そんな思いが込められた大好きな曲。彼女に感謝の気持ちが伝わるように思いを込めて......。
ピアノを弾き終わると、シーンと静まりかえった中で、啜りなくような声が聞こえ、私は驚いて振り向いた。それに気が付き、黙ってキャロルさんを見つめる騎士さん達......。

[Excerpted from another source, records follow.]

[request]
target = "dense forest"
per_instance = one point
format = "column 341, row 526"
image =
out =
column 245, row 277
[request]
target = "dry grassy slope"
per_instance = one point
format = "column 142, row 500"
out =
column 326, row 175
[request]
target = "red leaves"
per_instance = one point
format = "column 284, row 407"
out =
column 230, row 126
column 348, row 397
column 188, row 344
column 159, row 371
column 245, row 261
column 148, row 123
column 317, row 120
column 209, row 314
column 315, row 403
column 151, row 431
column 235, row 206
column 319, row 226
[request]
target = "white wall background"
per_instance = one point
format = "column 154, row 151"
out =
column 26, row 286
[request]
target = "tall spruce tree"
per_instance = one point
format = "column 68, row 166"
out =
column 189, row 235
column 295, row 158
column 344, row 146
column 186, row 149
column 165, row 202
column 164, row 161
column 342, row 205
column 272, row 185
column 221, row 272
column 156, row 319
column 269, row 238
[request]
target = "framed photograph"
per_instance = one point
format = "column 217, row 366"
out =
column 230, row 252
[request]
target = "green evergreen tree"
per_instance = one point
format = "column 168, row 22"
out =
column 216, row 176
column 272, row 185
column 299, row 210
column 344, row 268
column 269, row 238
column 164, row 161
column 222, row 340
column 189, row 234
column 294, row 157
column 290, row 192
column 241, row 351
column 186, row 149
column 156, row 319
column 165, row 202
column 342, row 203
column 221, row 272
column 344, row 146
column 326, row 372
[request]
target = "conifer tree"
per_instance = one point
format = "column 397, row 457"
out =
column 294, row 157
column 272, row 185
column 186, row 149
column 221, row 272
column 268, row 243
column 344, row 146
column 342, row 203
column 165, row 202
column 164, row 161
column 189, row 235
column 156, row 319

「キャロルさん、どうしたの? なんか、ダメだった?」
急いで駆け寄ると「ユイさんの、歌の、意味......わかったの」と、涙を拭うキャロルさん。
「どういうこと?」
「頭の中、流れて、きた」
ぽろぽろ泣きながら、一生懸命に話すキャロルさんの隣にいるノアが、私に向けて明らかなドヤ顔をしている。
「もしかしてノア?」
『僕だよ。偉い? 褒めてくれる?』
「ノア、そんな事まで出来るの!?」
黒く小さな身体で、胸を張るようにして威張るノアの頭をグリグリと撫で「凄いよ、ノア凄いね」と褒めちぎった。
「竜太子様、やっぱすげぇ」
「俺も意味知りたかった」
「キャロルだけズルイ」
騎士さん達の言葉で、歌の意味が理解出来たのは、キャロルさんだけなんだと分かった。
「どうしてキャロルさんだけ?」
『キャロルの事は好きだから』
そうか、まだ他の人の事は認めてないってことなのね。それを口にすることは出来るはずもなく「キャロルさんの為に歌ったかららしいです」と答え、残念そうにする騎士さん達に「次は皆さんの為の歌を、練習しておきます」とだけ伝えた。
「ユイさん、ありがと。そんな風に、思ってくれて」
おしぼりで涙を拭くキャロルさんをギュッと抱きしめると「ユイさん、私と、結婚しましょう」と突然プロポーズされ驚いた。
「「「「「え~!!」」」」」
食堂全体がどよめいた。
「キャロルさん、ありがとうございます。今なら私も、キャロルさんと結婚できる気がします」
「「「「「え~!!」」」」」
私の返事に再びどよめく食堂。
「誓いのキスでもしますか!?」
「仕方ありませんね」
変な空気の中、冗談半分でキャロルさんと向かい合ってキスする振りをすると、不意に私とキャロルさんの間からノアが顔を出し、その頬に二人でキスをしてしまった。
「なんでノア~!!」
『ユイのキスは僕のもの』
「あはははっ、そうだったね。ごめんノア」
笑いながらノアの行動の意味を皆に教えると、それはそれで驚かれた。
「竜太子様と普段キスしてるってこと?」
「だってノアがしてくるんだもん。ね~ノア」
私の目の前で苦笑いをするレオさんと、呆れた表情を見せるウイルさん。
「私もユイさんとキスする~!!」
そう言って、私の頬にキスをしようとしてきたキャロルさんを避けようとした時、レオさんの向こう側にいるケントさんと目があった。顔を赤らめ目を逸らすケントさんを見て、ちょっと悪ふざけが過ぎたかなぁと反省をすると、彼の甘い視線が私の隣に向いた事に気が付いた。
ん?
ケントさんの顔を見つめると、見られていた事に気が付いた彼が、焦ったようにまた視線を逸らせた。顔が赤いのは、酔っているからだけではなさそうだ。あらっ、そういうこと!?
どうやら今日の飲み会に、キャロルさんを誘ったのには意味があったようだ。思わぬ恋の発見をしてしまった私は、その後も何度も彼を見て、ニマニマとしてしまった。